One aspect of retiring and aging that can really throw a wrench in financial planning is medical costs. In “A Start on Estimating Retiree Medical Costs,” the researcher estimates that retirees with average healthcare needs must cover about 22 percent of their total out-of-pocket costs, excluding premiums, or just over $67,000 in total over their remaining lives. Retirees needing high levels of care can spend twice as much.
Another unknown: long-term care. A study covered in “Spouse in Nursing Home Raises Poverty Risk” finds that one in three married people in their early 70s is likely to have a spouse who will eventually wind up in a nursing home. Not all nursing home stays are for an extended period of time.

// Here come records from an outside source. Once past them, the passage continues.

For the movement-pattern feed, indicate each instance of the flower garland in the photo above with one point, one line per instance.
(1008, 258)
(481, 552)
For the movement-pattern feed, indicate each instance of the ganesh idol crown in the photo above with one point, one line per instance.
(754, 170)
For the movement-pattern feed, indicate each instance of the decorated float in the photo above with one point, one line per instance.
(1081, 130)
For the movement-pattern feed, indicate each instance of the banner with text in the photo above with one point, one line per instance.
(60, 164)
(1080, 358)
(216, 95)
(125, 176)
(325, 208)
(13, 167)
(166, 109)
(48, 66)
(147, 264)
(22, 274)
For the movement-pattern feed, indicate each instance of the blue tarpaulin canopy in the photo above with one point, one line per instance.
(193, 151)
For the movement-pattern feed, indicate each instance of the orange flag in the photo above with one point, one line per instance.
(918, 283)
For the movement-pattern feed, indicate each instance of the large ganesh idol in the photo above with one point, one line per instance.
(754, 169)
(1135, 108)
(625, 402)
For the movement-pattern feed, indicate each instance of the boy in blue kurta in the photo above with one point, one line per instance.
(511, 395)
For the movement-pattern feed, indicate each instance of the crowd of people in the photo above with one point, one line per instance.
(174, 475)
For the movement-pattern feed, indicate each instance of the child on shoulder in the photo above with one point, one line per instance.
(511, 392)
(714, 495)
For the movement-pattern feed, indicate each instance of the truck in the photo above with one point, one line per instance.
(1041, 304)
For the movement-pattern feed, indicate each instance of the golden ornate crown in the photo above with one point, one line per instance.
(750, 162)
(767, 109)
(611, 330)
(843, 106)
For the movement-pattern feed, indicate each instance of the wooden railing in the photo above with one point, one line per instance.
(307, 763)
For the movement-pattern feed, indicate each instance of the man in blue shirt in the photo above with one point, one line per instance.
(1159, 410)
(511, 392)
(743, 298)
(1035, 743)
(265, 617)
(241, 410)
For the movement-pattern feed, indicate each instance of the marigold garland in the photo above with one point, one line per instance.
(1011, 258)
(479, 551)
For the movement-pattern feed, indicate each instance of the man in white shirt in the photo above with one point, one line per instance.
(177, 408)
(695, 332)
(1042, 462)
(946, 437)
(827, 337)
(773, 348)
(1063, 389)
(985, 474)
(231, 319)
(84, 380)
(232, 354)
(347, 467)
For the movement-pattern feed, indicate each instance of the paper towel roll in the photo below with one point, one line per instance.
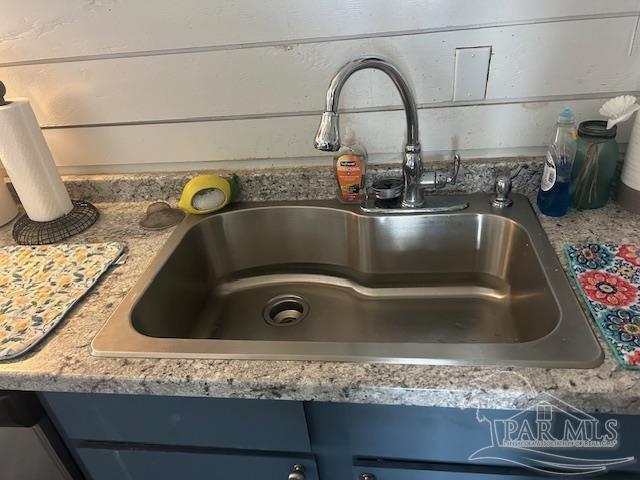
(8, 208)
(631, 167)
(29, 164)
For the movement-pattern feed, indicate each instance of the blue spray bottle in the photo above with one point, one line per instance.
(553, 196)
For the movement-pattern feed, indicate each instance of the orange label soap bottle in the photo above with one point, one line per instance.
(350, 166)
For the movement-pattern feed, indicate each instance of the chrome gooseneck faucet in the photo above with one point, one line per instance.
(328, 136)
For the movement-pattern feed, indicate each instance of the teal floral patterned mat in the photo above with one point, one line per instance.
(608, 275)
(38, 286)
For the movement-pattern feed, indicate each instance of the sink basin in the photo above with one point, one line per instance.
(320, 280)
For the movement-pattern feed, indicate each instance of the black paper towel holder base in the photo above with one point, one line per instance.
(30, 232)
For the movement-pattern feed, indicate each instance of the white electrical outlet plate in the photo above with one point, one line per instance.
(471, 73)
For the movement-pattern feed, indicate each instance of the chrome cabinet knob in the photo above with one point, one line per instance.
(297, 472)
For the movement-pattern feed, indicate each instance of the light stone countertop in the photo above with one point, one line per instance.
(63, 362)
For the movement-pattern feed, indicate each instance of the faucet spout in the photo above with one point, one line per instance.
(328, 135)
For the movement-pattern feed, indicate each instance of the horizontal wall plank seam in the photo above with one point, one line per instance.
(303, 41)
(388, 108)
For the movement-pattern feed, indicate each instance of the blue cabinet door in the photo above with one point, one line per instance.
(134, 464)
(184, 421)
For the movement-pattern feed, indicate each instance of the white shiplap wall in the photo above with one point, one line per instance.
(137, 85)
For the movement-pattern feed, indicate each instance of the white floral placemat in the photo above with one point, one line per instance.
(38, 286)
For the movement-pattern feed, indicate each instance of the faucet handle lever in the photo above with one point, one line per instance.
(457, 161)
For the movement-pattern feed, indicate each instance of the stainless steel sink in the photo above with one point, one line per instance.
(319, 280)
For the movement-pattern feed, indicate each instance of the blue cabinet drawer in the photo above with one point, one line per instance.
(388, 473)
(200, 422)
(113, 464)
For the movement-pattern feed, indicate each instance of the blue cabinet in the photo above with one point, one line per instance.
(150, 437)
(187, 421)
(139, 464)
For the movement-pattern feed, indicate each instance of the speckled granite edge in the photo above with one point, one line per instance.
(291, 183)
(63, 362)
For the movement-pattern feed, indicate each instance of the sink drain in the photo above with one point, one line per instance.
(285, 310)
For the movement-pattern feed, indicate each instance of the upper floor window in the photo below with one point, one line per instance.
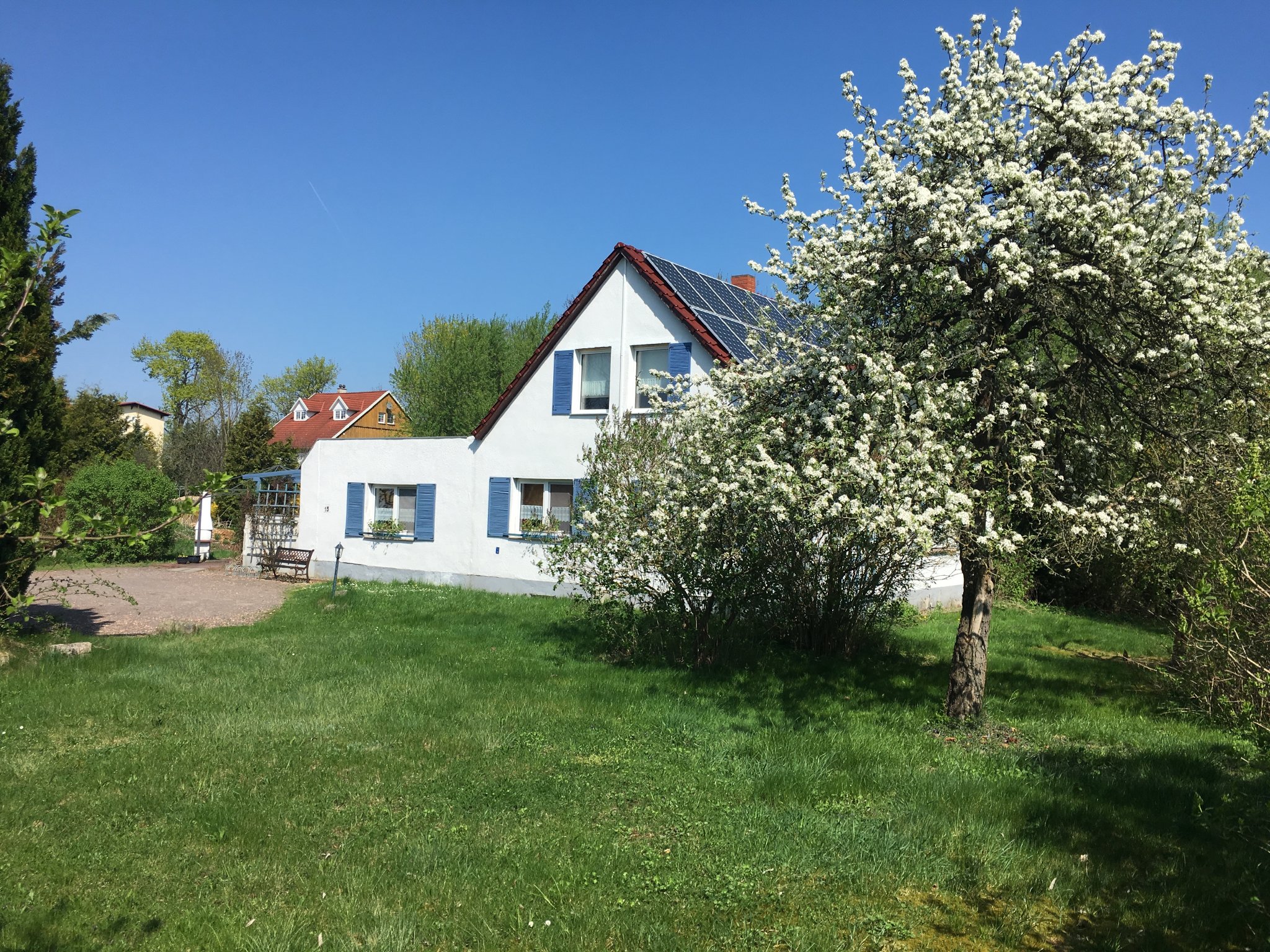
(647, 361)
(595, 380)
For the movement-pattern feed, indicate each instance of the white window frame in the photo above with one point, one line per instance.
(566, 523)
(579, 356)
(407, 531)
(636, 352)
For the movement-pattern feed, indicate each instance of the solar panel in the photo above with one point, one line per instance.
(730, 312)
(732, 342)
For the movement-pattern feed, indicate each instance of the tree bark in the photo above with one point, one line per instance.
(970, 650)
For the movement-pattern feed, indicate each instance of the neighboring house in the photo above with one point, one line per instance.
(148, 418)
(346, 414)
(469, 506)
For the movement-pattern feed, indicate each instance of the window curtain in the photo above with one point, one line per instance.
(595, 381)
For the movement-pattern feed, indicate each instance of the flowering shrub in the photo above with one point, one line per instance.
(794, 494)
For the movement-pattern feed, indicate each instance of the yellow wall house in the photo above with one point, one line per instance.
(148, 418)
(345, 414)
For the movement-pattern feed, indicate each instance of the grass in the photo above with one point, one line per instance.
(435, 769)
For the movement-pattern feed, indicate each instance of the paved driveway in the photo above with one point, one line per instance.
(167, 596)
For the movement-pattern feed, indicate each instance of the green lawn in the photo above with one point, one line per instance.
(436, 769)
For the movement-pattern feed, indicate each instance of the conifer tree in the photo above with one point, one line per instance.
(29, 391)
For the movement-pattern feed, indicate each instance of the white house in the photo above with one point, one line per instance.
(460, 505)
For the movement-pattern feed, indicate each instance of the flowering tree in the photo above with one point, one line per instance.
(1048, 231)
(797, 491)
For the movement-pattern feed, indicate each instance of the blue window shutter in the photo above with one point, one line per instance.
(678, 359)
(355, 511)
(562, 384)
(499, 506)
(425, 512)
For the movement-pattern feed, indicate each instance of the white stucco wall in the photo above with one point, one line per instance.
(526, 443)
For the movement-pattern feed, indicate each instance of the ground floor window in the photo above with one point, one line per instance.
(394, 511)
(545, 507)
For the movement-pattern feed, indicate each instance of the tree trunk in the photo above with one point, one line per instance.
(970, 651)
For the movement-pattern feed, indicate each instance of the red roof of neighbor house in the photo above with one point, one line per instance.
(145, 407)
(713, 346)
(322, 425)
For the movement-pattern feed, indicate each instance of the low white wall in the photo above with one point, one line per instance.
(461, 552)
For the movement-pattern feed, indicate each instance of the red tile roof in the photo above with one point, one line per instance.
(145, 407)
(620, 252)
(321, 423)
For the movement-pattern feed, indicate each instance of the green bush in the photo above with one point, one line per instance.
(123, 489)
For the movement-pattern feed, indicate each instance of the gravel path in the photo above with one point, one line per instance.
(167, 596)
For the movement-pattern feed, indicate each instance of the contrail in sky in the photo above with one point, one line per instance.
(328, 213)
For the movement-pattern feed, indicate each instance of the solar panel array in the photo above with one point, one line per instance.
(732, 314)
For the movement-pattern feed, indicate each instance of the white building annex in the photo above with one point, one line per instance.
(461, 505)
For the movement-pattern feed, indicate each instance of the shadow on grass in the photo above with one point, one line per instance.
(46, 932)
(1176, 831)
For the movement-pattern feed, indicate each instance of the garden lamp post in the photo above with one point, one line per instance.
(339, 551)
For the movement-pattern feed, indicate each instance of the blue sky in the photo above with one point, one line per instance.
(469, 157)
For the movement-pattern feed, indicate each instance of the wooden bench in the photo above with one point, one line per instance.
(295, 559)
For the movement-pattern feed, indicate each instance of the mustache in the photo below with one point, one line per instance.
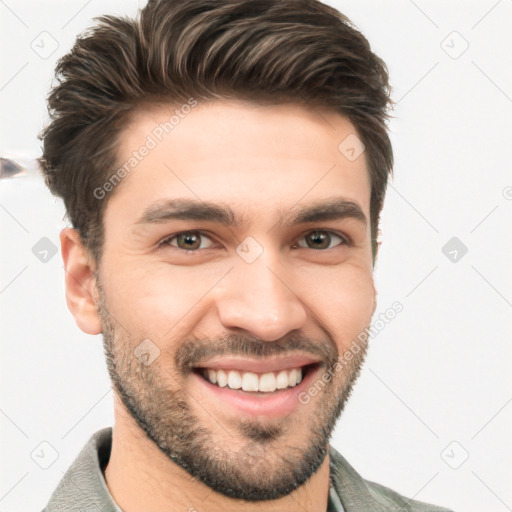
(195, 352)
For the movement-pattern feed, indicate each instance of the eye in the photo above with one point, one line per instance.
(321, 239)
(187, 241)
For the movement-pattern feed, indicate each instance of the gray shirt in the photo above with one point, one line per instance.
(83, 486)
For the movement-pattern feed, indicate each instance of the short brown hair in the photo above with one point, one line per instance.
(268, 51)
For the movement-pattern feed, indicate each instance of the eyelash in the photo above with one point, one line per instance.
(345, 241)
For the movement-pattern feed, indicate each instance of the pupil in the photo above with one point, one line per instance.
(188, 238)
(318, 237)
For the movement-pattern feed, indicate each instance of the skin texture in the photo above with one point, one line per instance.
(175, 446)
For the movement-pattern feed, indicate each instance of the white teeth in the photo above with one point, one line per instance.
(267, 382)
(282, 380)
(249, 381)
(222, 378)
(234, 379)
(294, 377)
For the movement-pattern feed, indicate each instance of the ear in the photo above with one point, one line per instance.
(81, 291)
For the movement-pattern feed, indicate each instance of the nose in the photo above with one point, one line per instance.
(260, 298)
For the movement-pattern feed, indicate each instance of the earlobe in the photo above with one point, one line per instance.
(80, 281)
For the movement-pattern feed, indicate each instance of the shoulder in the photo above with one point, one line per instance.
(359, 494)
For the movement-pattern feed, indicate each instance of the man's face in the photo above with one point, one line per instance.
(274, 299)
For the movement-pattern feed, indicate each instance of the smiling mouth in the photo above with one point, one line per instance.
(251, 382)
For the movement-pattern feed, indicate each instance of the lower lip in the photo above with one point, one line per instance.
(273, 405)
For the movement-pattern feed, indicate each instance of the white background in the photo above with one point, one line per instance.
(437, 384)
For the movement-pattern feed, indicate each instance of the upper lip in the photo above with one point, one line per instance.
(259, 365)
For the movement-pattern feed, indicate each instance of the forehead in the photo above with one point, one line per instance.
(237, 153)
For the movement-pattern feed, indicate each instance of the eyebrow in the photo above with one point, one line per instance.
(191, 209)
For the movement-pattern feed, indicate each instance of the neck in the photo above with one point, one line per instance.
(140, 477)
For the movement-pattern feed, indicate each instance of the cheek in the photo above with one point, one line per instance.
(342, 300)
(161, 300)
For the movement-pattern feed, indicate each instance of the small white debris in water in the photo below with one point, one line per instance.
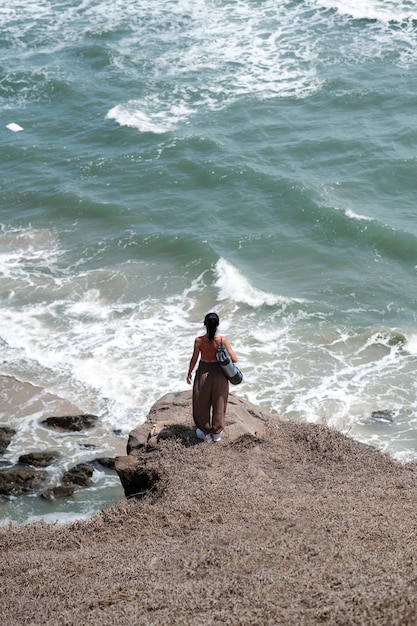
(14, 127)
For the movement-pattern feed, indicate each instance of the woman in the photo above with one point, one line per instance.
(211, 387)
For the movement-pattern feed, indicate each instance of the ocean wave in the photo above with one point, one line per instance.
(381, 10)
(234, 286)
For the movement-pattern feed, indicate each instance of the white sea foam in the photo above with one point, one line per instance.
(234, 286)
(356, 216)
(381, 10)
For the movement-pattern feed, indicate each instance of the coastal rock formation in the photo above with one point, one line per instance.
(170, 418)
(78, 476)
(39, 459)
(6, 435)
(297, 526)
(16, 481)
(71, 422)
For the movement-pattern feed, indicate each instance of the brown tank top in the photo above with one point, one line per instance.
(208, 349)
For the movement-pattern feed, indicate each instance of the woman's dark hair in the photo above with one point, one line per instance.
(211, 322)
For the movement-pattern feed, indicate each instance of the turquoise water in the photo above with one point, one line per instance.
(255, 158)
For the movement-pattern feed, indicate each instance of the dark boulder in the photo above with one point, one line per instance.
(6, 435)
(59, 492)
(38, 459)
(105, 461)
(71, 422)
(16, 481)
(79, 475)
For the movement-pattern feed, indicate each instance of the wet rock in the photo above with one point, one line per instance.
(38, 459)
(385, 415)
(171, 418)
(105, 461)
(16, 481)
(59, 492)
(79, 475)
(6, 435)
(71, 422)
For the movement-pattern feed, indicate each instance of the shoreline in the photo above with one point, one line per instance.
(303, 526)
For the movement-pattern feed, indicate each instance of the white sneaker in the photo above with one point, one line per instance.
(202, 436)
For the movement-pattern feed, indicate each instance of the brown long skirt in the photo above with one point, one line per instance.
(210, 394)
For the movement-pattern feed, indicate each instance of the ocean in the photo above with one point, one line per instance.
(162, 160)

But if an unlucky spouse does have a long stay, the couple is significantly more likely to become impoverished while paying for the care.
Other popular blog topics in 2022 included Medicare, work, and profiles of individual retirees: …Learn More
August 23, 2022
Good Riddance Medicare Donut Hole!
Medicare’s donut hole is the bane of existence for retirees with expensive medications.
They will get substantial relief in 2025, when the Inflation Reduction Act, signed by President Biden last week, will cap all retirees’ annual drug copayments at $2,000. Monthly drug plan premiums are not included in this cap.
The cap will effectively eliminate the donut hole that currently requires retirees to pay 25 percent of the cost of their prescription drugs until they reach a threshold amount. The threshold increases every year and hit $7,050 this year.
A relatively small group of about 1.5 million retirees pay more than $2,000 for their prescriptions. But many of them are spending $5,000, $10,000 or more.
“It’s going to be an amazing thing” if the cap is implemented as Congress intended, said Ashlee Zareczny, compliance supervisor for Elite Insurance Partners, a Medicare health insurance broker outside Tampa.
Some of her firm’s retired clients pay so much for their medications that they have to make difficult choices between medications and food or other essential items. People who rely on Social Security “shouldn’t have to make those choices,” Zareczny said.
The cap will apply to all Medicare beneficiaries, whether they get their prescription drug coverage through a Part D plan or Medicare Advantage insurance plan, she said.
Under the current system, insurers that sell Medicare drug plans have a $480 maximum they are permitted to charge for the deductible. After meeting the deductible, retirees make their predetermined copayments under the insurance plan. They enter the donut hole after they spend $4,430 out of pocket, and then they are required to pay 25 percent of the cost of their drugs until they reach a threshold that pushes them into the catastrophic phase of Medicare’s drug coverage.
Once the catastrophic coverage kicks in, however, they are still responsible for 5 percent of the remaining drug costs. In 2024 – a year before the $2,000 cap goes into effect – the new healthcare law will eliminate the 5 percent copay.
The cap on total spending will protect any retiree who develops a medical condition requiring them to take very expensive medications. Currently, there is no limit on how much they may have to spend.